Je suis donc rentré à la maison vers 15 heures, pour me jeter sur les nouvelles sur Internet et à la télévision. J’ai alors vu les images du quartier Atwater, où je travaille depuis deux ans et auquel je me suis bien naturellement attaché malgré ses quelques travers, notamment le service en langue française. J’ai revu les images de la rue Atwater remplie de policiers, les images aériennes de l’hélicoptère de TVA filmant les étudiants en train d’évacuer, que je venais de voir du haut de mon 12è étage. Cela me mets vraiment mal à l’aise. Depuis ma séquestration à la Banque de Montréal, je traîne un mal de ventre terrible, qu’un Coke n’a pas réussi à combattre.
A l’heure ou je termine cette chronique spéciale, les chiffres commencent à tomber au téléjournal de Pascale Nadeau sur Radio Canada. Le suspect a donc été abattu, et 20 personnes ont été blessées dont trois sont encore dans un état très critique. La mort d’une jeune étudiante de 20 ans vient d’être confirmée, et le journaliste est plutôt pessimiste quant à la survie des personnes à l’hôpital dont l’état est critique.

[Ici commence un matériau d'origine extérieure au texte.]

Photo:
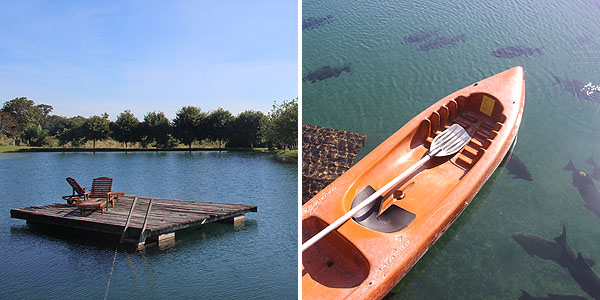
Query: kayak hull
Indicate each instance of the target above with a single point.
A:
(357, 262)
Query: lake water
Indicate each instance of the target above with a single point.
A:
(392, 80)
(217, 261)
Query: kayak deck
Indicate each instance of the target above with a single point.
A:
(354, 257)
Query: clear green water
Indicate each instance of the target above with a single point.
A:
(392, 81)
(216, 261)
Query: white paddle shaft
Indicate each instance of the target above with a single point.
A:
(366, 202)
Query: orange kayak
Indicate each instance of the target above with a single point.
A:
(368, 254)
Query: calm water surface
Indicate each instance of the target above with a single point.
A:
(217, 261)
(391, 81)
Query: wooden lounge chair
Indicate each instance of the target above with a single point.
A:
(100, 195)
(79, 192)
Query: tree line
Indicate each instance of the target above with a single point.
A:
(25, 122)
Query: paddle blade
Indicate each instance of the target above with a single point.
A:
(450, 141)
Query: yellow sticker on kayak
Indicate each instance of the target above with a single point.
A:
(487, 105)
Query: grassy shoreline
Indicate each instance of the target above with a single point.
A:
(21, 149)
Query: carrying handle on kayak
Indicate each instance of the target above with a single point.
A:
(449, 142)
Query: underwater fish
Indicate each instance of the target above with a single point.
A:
(526, 296)
(326, 72)
(556, 250)
(537, 246)
(420, 36)
(518, 169)
(314, 22)
(587, 189)
(596, 172)
(585, 276)
(516, 51)
(560, 252)
(577, 88)
(441, 42)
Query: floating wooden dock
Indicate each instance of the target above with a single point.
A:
(138, 220)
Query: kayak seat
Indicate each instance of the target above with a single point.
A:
(392, 219)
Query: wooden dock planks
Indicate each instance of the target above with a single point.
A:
(166, 215)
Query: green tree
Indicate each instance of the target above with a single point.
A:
(156, 128)
(96, 129)
(25, 112)
(126, 129)
(245, 129)
(35, 135)
(188, 125)
(8, 125)
(60, 128)
(219, 126)
(280, 128)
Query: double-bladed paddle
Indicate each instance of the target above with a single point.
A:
(446, 143)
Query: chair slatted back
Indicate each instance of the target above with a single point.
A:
(101, 186)
(76, 187)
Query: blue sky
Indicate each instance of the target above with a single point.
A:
(90, 57)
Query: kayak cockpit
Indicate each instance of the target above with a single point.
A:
(333, 261)
(481, 114)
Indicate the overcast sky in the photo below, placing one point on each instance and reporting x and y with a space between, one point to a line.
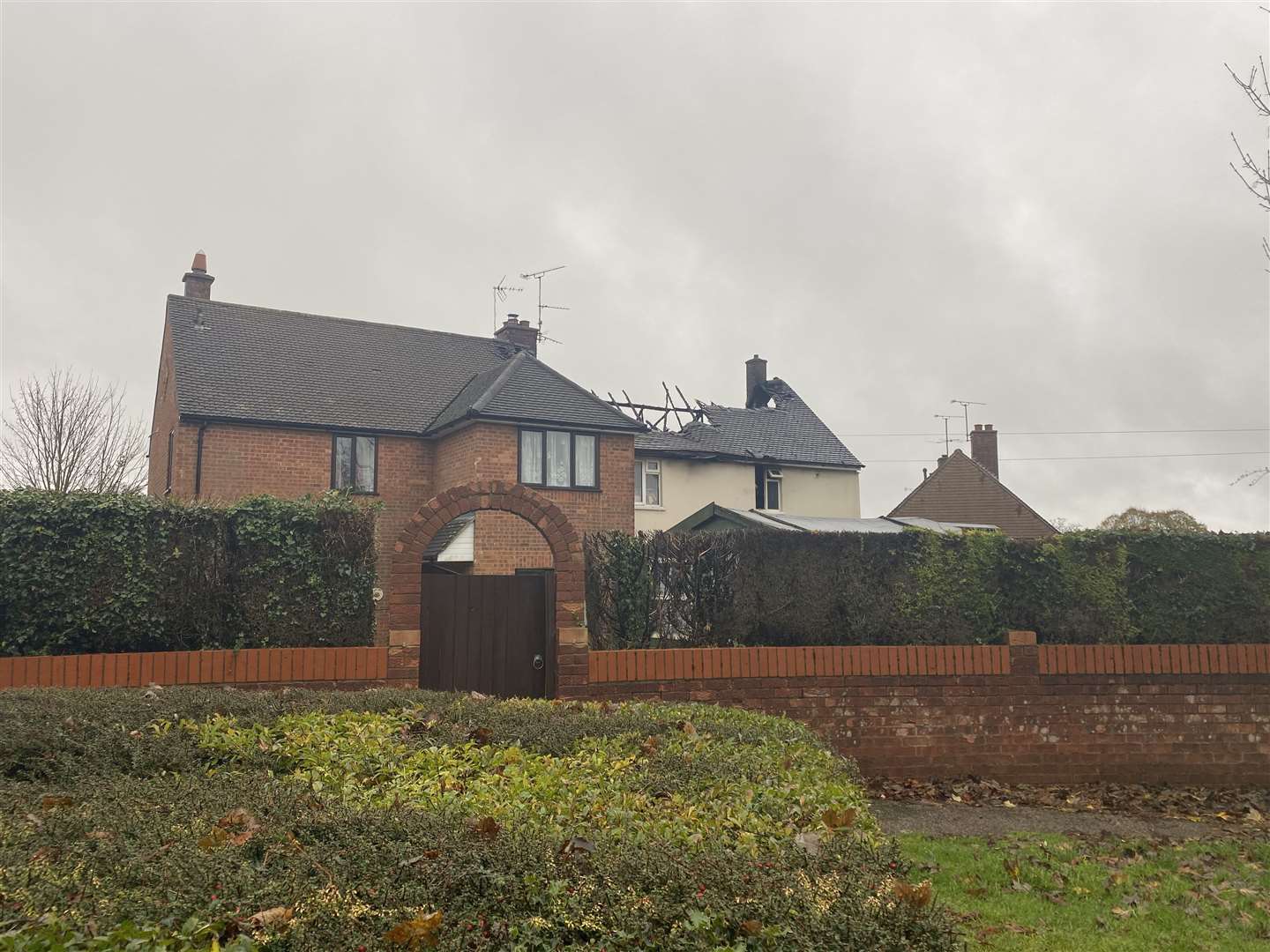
895 205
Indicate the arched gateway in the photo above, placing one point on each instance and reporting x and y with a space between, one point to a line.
479 631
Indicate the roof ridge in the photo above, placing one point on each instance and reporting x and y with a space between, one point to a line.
498 383
213 302
986 471
578 387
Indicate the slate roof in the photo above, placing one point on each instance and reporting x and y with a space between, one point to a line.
787 432
960 490
714 516
236 362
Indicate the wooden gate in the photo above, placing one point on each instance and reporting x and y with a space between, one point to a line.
488 632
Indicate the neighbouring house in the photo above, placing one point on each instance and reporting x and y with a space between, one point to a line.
716 518
968 489
773 455
484 460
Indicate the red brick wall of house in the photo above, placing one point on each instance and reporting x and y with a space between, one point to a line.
1061 714
487 450
505 542
243 460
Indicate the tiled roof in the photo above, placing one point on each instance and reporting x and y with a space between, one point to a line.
787 432
258 365
960 490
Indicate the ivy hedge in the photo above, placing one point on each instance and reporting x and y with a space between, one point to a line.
917 587
86 573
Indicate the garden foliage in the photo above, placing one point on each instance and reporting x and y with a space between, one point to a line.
86 573
415 820
918 587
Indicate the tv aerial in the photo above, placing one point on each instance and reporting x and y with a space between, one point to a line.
966 413
501 292
946 441
537 277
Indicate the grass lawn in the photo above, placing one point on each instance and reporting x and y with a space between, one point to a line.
196 819
1030 891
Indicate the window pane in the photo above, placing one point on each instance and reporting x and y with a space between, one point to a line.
531 456
585 447
343 462
365 460
557 458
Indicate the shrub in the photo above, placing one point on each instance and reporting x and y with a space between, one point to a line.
92 573
785 588
524 824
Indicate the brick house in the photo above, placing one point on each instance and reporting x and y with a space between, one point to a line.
437 427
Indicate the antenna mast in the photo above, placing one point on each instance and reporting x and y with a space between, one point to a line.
537 277
945 418
966 413
501 291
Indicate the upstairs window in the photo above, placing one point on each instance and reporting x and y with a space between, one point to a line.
354 464
767 487
648 482
559 460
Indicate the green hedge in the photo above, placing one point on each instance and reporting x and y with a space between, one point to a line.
86 573
785 588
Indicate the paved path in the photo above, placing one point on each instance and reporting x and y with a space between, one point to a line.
960 820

Voilà comment s’est passée cette journée pour moi qui l’ait vécue de l’intérieur. Je ne sais pas encore comment va se passer la journée de demain, je sais juste que ma voiture est restée dans le stationnement de la place Alexis Nihon et donc que nous irons travailler demain en métro. Certains accès seront certainement encore bloqués pour permettre l’enquête et les reconstitutions. Excusez-moi pour la piètre qualité du français de cette chronique et pour les nombreuses fautes qui ont du s’y glisser ! Bah’ en fait, cela importe vraiment peu.